I‘m gonna answer your strongest points on material grounds though, and ignore your more racist stuff.
> The "right of return" (meaning the inflow of millions of third, fourth and fifth Palestinian descendants from neighbour Arab countries) is their - and the Arab's world - tool to dismantle Israel.
That is a) just your opinion, and b) irrelevant in the context of human rights. The Palestinian were unjustly expelled and they have a right of return under international law. Israel had no right to expel them in the first place, the expulsion was a historic wrong, and for justice to resume they are owed the right of return as well as reperation. Whatever that does to Israel’s demographics is a non-concern in the context of international humanitarian law. If such a right were granted and it would result in Israel no longer being a majority Jewish state, that would simply be a new reality we would have to deal with. Minority rights are a thing that international law also guarantees, and surely Jewish Israelis should be happy living is a minority in a land which guarantees their rights as such.
> The suggestion that Jews admit defeat, hand their heads to Hamas and the likes and ask for forgiveness does not resonate as sane.
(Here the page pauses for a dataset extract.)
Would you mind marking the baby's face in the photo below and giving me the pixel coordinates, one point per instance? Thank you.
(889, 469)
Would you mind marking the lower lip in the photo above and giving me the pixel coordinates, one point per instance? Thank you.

We have been here before, and yes, this is the sane option. Rhodesia admitted defeat to the terrorist organizations ZANU and ZAPU, South Africa to the ANC, The French Algerians to the FLN (which was probably more brutal than Hamas). And outside of settler colonies we have South Vietnam admitting defeat to the Viet Cong. Brutal regimes which owe their existence to the oppression of others like Rhodesia, Apartheid South Africa, French Algeria, and South Vietnam are frequent targets of terrorists, those same terrorists often become the ruling power post liberation, and the settler (or otherwise the beneficiaries of the past oppression) most of the time are able to live just fine under their new rule without the systemic oppression. In all likelyhood, even if Hamas were to rise to power in a post-apartheid Israel state (which honestly is rather unlikely) chances are they would not be able (nor even willing) to exert the kind of oppression onto a hypothetical Jewish minority in such a state.